Inovio Pharmaceuticals Inc (INO) is getting hammered on the pricing of its secondary stock offering
Inovio Pharmaceuticals Inc (NASDAQ:INO) is sharply lower at midday, after the drugmaker announced its intent to
sell shares of common stock for $8 apiece -- a steep discount to yesterday's close at $9.85. As such, the equity has plunged 16.5% to trade at $8.23, and landed on the short-sale restricted list. Option traders have responded -- especially on the call side, where contracts are running at six times the typical intraday pace.
Leading the way is the deep out-of-the-money August 11 call, which traders are buying to open. In so doing, these speculators anticipate INO will bounce back -- and hurdle $11 -- by the time August options expiration rolls around. However, the shares haven't seen the north side of the strike since mid-November.
On Wall Street, the reaction to today's sell-off is likely mixed. On the one hand, a number of call buyers may be hurting.
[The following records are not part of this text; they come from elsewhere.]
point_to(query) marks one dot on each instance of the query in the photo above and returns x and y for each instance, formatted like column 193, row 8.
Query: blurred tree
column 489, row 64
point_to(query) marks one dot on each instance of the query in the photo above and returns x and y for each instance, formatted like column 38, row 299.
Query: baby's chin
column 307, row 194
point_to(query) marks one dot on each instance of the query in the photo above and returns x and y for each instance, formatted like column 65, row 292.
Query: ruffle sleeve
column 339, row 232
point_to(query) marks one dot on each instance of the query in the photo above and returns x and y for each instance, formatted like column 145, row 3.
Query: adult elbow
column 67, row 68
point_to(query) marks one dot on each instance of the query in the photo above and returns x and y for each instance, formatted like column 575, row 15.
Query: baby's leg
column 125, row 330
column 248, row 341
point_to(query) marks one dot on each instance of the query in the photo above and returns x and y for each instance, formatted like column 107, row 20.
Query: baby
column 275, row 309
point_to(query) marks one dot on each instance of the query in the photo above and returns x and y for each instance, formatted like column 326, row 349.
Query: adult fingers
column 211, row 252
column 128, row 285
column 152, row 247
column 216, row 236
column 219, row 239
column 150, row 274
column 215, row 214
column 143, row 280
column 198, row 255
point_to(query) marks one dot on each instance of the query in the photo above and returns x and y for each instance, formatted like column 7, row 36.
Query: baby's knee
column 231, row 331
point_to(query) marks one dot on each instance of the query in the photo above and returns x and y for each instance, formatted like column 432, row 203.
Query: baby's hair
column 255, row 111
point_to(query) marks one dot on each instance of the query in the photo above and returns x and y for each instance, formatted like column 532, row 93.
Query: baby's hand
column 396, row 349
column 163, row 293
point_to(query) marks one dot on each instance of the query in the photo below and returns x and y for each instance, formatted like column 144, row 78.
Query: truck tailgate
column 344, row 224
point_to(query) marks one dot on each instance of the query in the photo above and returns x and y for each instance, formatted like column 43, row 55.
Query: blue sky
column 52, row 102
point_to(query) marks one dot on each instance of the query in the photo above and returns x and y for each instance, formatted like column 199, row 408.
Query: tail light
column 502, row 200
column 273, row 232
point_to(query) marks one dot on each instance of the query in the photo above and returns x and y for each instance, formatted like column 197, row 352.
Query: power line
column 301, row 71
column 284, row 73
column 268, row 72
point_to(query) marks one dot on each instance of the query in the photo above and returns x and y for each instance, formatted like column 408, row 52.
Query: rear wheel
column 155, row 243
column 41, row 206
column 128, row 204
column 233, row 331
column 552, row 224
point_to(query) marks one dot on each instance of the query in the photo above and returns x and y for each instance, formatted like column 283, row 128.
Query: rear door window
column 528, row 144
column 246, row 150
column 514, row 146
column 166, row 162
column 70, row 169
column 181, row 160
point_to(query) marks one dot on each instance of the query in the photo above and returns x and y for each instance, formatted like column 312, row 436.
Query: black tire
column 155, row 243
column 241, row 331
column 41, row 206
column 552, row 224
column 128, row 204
During the past 10 days on the International Securities Exchange (ISE), Chicago Board Options Exchange (CBOE), and NASDAQ OMX PHLX (PHLX), roughly 1,800 calls have been purchased to open versus just
eight puts.
On the other hand, short sellers are probably celebrating. Nearly 23% of INO's float is sold short, which would take more than eight sessions to repurchase, at the stock's typical daily trading level. In fact, today's out-of-the-money call buyers could be short sellers looking for an intermediate-term hedge.
Prior to today, Inovio Pharmaceuticals Inc (NASDAQ:INO) was tearing up the charts. Specifically, during the past two months, the shares had outperformed the broader S&P 500 Index (SPX) by 33.3 percentage points.